Buying stock allows companies to raise money, but after that?
You’re
almost right. The initial issue of shares (IPO) raises funds for the
company, but after that shares are traded in the secondary market, and
their trade does not affect the company directly. Their
price does affect the company’s financial standing and its ability to
finance the business though. There’s an expression “the tail wags the
dog”, which I think suits here.
This presence
of secondary markets makes IPO attractive, company managers strive for
that. Also, secondary market allows financial companies (various
investment funds) to accumulate capital, and sometimes that gets
invested in the “real economy”. So, there are positive “spillover
effects”. This is a decentralized mechanism, in which wealth is
accumulated and resources are directed to some productive (ideally) use.

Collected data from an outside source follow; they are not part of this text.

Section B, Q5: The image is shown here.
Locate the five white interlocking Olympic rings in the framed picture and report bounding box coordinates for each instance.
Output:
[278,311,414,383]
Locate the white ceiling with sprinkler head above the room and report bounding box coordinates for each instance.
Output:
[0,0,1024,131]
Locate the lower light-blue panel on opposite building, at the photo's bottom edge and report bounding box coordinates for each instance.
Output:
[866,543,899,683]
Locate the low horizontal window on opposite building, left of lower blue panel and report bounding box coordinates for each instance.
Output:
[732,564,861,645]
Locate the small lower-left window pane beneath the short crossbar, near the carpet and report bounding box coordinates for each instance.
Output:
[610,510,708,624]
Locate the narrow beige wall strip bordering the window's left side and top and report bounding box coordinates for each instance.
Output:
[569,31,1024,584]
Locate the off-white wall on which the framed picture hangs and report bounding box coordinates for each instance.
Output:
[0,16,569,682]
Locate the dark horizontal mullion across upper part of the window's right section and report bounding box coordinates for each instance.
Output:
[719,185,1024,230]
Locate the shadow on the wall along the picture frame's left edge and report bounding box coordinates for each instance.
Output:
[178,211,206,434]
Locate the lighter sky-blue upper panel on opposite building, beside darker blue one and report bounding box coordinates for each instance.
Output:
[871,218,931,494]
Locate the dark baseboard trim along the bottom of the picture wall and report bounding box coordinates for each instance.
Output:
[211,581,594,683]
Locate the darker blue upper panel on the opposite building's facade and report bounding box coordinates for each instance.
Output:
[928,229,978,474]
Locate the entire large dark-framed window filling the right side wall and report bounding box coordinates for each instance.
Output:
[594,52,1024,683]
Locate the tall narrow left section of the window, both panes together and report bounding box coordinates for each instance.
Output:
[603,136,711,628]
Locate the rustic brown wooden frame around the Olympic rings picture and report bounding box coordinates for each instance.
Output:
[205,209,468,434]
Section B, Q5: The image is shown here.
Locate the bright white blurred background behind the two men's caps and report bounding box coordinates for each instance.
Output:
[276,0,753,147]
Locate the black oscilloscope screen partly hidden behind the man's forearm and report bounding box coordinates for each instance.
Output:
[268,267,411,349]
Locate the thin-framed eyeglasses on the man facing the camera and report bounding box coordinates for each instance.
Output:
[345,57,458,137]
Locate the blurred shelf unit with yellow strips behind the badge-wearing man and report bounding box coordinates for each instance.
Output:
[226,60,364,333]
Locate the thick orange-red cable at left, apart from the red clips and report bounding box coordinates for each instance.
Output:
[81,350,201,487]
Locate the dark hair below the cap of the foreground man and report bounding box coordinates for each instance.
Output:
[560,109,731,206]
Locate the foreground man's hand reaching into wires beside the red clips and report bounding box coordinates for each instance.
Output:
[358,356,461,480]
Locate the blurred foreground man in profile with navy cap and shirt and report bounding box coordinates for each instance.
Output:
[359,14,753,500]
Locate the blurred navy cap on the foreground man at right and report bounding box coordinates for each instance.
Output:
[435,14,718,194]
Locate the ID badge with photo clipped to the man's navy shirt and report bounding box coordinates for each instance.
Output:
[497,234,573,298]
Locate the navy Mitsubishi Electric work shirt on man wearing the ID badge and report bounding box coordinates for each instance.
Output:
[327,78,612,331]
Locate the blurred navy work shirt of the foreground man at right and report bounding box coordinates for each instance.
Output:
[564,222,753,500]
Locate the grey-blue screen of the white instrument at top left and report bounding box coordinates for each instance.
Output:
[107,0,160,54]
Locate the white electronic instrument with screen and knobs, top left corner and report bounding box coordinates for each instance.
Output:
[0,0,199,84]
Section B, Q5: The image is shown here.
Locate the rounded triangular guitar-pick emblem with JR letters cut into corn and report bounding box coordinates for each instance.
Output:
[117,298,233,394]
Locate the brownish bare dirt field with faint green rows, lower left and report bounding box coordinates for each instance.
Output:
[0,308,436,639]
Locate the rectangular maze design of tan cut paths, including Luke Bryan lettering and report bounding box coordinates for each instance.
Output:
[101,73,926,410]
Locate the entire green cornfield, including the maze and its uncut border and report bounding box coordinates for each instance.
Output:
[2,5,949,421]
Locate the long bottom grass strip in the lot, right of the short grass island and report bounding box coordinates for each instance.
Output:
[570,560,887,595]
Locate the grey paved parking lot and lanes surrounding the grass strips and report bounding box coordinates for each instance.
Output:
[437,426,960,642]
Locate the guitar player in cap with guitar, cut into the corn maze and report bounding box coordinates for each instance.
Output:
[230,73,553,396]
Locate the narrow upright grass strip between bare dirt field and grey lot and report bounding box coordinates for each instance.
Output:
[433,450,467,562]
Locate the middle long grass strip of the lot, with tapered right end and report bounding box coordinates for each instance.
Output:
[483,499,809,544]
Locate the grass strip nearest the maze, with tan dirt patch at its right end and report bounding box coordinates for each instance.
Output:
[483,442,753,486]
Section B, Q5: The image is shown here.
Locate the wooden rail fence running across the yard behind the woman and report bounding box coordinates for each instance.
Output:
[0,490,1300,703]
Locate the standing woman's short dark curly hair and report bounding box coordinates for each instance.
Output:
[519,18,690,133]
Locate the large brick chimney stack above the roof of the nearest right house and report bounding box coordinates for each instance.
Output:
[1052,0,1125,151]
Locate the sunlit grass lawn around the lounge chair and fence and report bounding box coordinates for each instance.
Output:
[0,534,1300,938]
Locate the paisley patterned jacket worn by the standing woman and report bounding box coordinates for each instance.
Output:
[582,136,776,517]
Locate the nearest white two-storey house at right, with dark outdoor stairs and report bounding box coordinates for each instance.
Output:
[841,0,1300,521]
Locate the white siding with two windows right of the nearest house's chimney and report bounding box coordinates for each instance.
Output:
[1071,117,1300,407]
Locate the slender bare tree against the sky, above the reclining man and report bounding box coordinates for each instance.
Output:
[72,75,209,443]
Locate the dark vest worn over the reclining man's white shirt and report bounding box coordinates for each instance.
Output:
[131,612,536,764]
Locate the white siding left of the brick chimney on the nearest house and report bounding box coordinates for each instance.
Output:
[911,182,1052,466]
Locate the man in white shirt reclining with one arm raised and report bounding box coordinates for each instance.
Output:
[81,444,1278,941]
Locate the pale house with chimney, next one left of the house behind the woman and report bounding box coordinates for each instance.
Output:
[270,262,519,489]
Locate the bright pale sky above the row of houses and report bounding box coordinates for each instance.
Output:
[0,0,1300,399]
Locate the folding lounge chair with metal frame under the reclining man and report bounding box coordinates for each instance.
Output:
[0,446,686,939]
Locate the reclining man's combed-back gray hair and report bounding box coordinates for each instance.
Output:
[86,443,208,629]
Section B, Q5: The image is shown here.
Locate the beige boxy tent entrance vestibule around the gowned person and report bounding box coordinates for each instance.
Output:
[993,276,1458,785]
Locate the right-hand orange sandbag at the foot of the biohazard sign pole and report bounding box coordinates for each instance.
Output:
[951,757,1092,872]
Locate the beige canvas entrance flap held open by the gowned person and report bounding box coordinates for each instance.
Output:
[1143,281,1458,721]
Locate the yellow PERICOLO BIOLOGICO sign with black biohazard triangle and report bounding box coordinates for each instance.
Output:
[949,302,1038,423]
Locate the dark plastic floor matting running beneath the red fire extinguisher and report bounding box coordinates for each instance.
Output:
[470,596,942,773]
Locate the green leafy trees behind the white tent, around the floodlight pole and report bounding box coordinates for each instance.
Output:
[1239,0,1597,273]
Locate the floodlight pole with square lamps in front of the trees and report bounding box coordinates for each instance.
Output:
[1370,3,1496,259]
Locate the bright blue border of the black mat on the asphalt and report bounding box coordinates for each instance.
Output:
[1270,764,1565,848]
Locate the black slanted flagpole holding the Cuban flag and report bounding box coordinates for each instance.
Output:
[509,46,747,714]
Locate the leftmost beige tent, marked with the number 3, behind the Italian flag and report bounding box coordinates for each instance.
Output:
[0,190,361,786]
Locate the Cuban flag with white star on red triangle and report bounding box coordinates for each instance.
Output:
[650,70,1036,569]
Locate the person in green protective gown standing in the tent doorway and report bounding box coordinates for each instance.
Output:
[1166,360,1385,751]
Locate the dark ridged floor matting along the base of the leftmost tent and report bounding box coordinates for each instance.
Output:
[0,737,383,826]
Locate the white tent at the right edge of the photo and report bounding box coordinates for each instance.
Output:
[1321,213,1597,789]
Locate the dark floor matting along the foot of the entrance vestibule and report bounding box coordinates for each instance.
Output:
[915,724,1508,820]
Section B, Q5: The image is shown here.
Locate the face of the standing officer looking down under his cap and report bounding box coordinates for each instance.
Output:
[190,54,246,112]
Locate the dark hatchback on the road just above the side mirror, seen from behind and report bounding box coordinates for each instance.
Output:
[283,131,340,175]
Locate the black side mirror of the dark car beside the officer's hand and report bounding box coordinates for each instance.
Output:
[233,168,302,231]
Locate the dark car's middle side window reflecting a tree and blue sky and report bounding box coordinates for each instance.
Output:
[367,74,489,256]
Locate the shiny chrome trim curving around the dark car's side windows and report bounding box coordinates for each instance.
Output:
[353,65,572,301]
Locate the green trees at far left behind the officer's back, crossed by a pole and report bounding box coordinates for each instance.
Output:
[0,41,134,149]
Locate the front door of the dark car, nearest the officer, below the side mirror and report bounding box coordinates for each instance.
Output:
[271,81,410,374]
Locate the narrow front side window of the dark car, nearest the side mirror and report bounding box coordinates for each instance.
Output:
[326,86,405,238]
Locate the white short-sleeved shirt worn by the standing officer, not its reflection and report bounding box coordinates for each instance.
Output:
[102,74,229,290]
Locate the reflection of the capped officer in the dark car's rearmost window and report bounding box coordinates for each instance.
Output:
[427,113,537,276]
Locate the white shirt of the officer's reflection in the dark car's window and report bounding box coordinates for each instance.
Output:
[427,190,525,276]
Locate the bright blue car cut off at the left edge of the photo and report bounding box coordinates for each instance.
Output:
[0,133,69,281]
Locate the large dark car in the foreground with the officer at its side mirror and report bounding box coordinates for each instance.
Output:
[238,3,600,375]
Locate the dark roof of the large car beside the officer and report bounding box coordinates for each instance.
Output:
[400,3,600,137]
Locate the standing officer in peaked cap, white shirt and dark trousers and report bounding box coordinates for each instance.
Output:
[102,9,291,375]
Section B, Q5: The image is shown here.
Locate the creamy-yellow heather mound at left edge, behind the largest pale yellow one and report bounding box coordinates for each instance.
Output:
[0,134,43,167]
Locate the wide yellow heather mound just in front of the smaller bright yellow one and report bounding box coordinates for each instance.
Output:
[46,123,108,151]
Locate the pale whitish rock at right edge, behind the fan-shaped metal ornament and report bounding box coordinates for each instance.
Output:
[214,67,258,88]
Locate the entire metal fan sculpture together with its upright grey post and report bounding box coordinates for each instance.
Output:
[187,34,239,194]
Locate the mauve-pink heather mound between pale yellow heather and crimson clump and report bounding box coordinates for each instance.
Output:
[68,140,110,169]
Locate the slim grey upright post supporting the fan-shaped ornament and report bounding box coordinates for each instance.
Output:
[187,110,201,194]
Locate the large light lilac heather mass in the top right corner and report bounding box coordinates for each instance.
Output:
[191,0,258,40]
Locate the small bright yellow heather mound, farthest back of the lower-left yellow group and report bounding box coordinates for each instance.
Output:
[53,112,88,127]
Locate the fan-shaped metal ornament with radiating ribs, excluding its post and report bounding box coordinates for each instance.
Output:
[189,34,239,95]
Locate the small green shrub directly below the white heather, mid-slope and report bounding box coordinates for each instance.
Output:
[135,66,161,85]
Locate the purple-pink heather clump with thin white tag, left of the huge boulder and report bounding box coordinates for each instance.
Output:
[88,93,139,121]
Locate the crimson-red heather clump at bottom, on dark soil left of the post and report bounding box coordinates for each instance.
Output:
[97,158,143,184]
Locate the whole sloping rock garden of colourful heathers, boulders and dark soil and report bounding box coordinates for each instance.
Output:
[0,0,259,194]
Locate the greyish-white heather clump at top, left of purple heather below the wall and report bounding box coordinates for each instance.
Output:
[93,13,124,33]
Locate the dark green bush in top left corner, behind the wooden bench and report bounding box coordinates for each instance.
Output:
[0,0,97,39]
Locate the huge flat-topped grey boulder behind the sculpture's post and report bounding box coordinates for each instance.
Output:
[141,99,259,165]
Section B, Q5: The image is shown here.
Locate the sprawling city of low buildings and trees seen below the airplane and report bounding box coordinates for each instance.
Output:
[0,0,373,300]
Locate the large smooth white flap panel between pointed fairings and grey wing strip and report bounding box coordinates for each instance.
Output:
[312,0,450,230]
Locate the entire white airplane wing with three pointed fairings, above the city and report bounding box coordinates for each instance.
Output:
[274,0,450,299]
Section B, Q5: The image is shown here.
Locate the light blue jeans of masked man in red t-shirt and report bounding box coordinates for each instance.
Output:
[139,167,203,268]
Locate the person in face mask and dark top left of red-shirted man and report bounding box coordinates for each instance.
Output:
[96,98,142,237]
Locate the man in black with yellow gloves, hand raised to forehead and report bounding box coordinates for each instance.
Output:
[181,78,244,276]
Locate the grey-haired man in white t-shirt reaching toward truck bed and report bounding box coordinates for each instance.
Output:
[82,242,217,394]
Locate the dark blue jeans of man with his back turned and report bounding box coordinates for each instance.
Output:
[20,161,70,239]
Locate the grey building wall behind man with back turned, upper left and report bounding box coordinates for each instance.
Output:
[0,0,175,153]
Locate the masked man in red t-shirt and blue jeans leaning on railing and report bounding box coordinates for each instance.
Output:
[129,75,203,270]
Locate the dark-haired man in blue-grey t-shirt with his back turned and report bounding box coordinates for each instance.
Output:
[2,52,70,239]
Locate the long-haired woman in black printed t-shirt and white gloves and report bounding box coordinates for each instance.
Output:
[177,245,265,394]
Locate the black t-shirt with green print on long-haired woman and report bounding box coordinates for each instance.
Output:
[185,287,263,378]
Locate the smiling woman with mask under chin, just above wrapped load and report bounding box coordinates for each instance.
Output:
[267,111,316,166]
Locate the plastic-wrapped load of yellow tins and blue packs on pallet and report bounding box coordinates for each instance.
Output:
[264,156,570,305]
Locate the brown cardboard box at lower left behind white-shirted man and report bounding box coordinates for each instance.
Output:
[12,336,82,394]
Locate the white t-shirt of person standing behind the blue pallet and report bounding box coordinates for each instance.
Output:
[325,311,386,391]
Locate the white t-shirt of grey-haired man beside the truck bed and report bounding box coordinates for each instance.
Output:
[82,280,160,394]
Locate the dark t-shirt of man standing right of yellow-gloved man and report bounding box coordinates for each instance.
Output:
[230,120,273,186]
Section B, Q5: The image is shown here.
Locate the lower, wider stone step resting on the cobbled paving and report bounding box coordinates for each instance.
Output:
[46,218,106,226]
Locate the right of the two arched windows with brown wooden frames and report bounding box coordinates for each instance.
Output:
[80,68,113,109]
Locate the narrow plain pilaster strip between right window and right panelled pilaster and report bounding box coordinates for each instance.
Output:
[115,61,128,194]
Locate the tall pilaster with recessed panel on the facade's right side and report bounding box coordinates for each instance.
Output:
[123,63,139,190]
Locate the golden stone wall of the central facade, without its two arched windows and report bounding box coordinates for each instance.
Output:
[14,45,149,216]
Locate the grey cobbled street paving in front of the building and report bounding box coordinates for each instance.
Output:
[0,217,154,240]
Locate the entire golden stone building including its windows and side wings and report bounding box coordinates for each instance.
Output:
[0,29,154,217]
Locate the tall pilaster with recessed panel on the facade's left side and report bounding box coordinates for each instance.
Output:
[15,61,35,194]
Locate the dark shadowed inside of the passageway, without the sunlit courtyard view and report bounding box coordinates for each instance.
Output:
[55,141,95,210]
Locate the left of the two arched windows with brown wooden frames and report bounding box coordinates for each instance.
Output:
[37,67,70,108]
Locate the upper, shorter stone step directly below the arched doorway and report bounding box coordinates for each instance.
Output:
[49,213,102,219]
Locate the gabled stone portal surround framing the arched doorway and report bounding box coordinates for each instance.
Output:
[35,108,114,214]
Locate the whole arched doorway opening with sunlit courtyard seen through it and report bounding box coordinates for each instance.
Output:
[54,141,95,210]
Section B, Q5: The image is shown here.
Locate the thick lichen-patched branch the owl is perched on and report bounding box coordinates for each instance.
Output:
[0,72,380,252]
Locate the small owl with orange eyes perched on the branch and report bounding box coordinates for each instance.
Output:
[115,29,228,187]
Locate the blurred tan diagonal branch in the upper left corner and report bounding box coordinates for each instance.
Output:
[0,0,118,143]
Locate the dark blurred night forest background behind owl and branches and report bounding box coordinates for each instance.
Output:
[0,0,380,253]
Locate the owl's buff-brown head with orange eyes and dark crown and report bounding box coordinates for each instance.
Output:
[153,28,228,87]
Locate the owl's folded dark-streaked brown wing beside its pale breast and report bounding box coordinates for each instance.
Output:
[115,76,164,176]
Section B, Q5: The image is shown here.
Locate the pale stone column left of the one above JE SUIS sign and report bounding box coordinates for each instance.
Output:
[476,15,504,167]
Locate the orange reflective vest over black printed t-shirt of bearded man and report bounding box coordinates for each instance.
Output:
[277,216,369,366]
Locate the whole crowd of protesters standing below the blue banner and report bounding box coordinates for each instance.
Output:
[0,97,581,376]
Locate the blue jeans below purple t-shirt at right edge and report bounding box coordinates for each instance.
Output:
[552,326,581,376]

For example, if you are an entrepreneur with an innovative idea, you’ll
go to a fund, which might make most of their wealth through speculative
trade, and they’ll be able to finance your business.
A
different centralized way is when the government decides into which
industries and how much to invest. This may be indirect support, for
example, a government may sponsor a business incubation fund by
providing capital and infrastructure (buildings), but the fund is
operated like a private entity.
Of course, any
country economy is a complex combination of various centralized and
decentralized mechanisms. They should reach their ideal goals, but in
reality something like the picture below happens, too:
An
emerging modern way to finance a business is peer to peer lending or
“crowdfunding”, where consumers and potential customers can more directly finance a business they like, with much less financial intermediation.